Polls in California are tightening as the Democratic primary careens toward the finish line.
Former Secretary of State Hillary Clinton leads Sen. Bernie Sanders by a slim two-point margin in two separate polls released Wednesday — the narrowest margins the two Democratic hopefuls have seen in the Golden State.
So what would a Sanders win in California mean for the Democratic primary?
"A Sanders win would not change the Democratic math. Clinton has won her party's nomination," Stu Rothenberg, a nonpartisan political analyst, said in an interview. "But a Sanders victory would ignite a round of stories and chatter about her weakness and the Democratic Party's divide."
Math not on Sanders' side: No matter the result of California's primary, Clinton will clinch her party's nomination Tuesday, when California, Montana, New Jersey, New Mexico and North Dakota head to the polls.

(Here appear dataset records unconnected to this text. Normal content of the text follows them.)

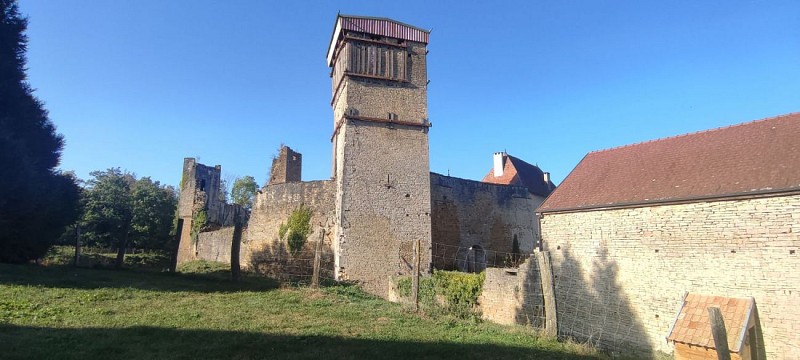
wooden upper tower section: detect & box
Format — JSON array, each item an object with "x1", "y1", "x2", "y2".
[{"x1": 327, "y1": 15, "x2": 431, "y2": 129}]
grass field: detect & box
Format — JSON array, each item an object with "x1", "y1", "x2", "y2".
[{"x1": 0, "y1": 261, "x2": 605, "y2": 359}]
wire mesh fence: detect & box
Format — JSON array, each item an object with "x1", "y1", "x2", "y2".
[{"x1": 431, "y1": 241, "x2": 529, "y2": 272}]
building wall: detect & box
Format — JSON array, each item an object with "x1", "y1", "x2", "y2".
[
  {"x1": 478, "y1": 256, "x2": 545, "y2": 327},
  {"x1": 243, "y1": 180, "x2": 336, "y2": 277},
  {"x1": 430, "y1": 173, "x2": 543, "y2": 270},
  {"x1": 196, "y1": 227, "x2": 235, "y2": 264},
  {"x1": 268, "y1": 146, "x2": 302, "y2": 185},
  {"x1": 540, "y1": 194, "x2": 800, "y2": 359},
  {"x1": 333, "y1": 121, "x2": 432, "y2": 297},
  {"x1": 331, "y1": 39, "x2": 432, "y2": 298}
]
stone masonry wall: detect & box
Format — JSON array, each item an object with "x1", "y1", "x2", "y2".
[
  {"x1": 243, "y1": 180, "x2": 336, "y2": 278},
  {"x1": 268, "y1": 146, "x2": 302, "y2": 185},
  {"x1": 430, "y1": 173, "x2": 543, "y2": 271},
  {"x1": 540, "y1": 194, "x2": 800, "y2": 359},
  {"x1": 334, "y1": 121, "x2": 432, "y2": 297},
  {"x1": 478, "y1": 256, "x2": 545, "y2": 327},
  {"x1": 331, "y1": 39, "x2": 432, "y2": 298},
  {"x1": 196, "y1": 227, "x2": 235, "y2": 264}
]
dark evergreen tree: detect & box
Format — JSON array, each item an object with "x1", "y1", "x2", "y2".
[{"x1": 0, "y1": 0, "x2": 80, "y2": 262}]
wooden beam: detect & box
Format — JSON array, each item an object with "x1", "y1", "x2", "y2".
[{"x1": 536, "y1": 251, "x2": 558, "y2": 338}]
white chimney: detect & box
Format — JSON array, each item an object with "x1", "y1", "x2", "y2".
[{"x1": 493, "y1": 152, "x2": 506, "y2": 177}]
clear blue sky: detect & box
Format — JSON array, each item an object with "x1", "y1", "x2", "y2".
[{"x1": 19, "y1": 1, "x2": 800, "y2": 189}]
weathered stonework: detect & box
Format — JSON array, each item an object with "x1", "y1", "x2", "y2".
[
  {"x1": 243, "y1": 180, "x2": 336, "y2": 278},
  {"x1": 430, "y1": 173, "x2": 543, "y2": 271},
  {"x1": 478, "y1": 256, "x2": 545, "y2": 327},
  {"x1": 176, "y1": 158, "x2": 246, "y2": 264},
  {"x1": 269, "y1": 146, "x2": 302, "y2": 185},
  {"x1": 330, "y1": 30, "x2": 432, "y2": 297},
  {"x1": 540, "y1": 194, "x2": 800, "y2": 359}
]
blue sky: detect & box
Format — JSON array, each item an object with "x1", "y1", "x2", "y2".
[{"x1": 19, "y1": 1, "x2": 800, "y2": 189}]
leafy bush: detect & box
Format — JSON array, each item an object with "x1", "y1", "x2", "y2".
[
  {"x1": 278, "y1": 205, "x2": 312, "y2": 254},
  {"x1": 397, "y1": 270, "x2": 485, "y2": 320},
  {"x1": 190, "y1": 210, "x2": 207, "y2": 244}
]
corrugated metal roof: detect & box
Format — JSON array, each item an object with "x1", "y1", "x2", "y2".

In fact, Clinton will likely clinch the nomination when polls close in New Jersey — one of the largest states, with 142 delegates, and where she holds a double-digit lead over Sanders.
Clinton will reach the magic 2,383 number thanks to a lead in pledged delegates — or delegates allocated based on primary results — and super delegates, comprised of Democratic officials and insiders.
And that's not rare.
President Barack Obama was declared the winner of the nomination in 2008 after superdelegates pushed him over the cliff. Same with Walter Mondale in 1984, and Michael Dukakis in 1988.
"She has received obviously a whole lot of superdelegate support, no question about that," Sanders said in remarks to reporters this week. "A lot more than I have. But superdelegates don't vote until they're on the floor of the Democratic convention That's when they vote."
And he hopes a potential California win would help him convince enough superdelegates to hand him the nomination.
But that too is likely to be a fruitless endeavor, as he'll be behind in both pledged delegates and the popular vote.
"If he wins [California], it doesn't make him the nominee, he's not ever going to be the nominee," Mary Anne Marsh, a Massachusetts-based Democratic strategist, said in an interview. "But he will use it to rationalize his hell-bent intent on staying in this race through the convention. And given how he's been campaigning of late, it becomes much more clear every day that this race is more about Bernie than it is about the Democrats winning the White House or anything else."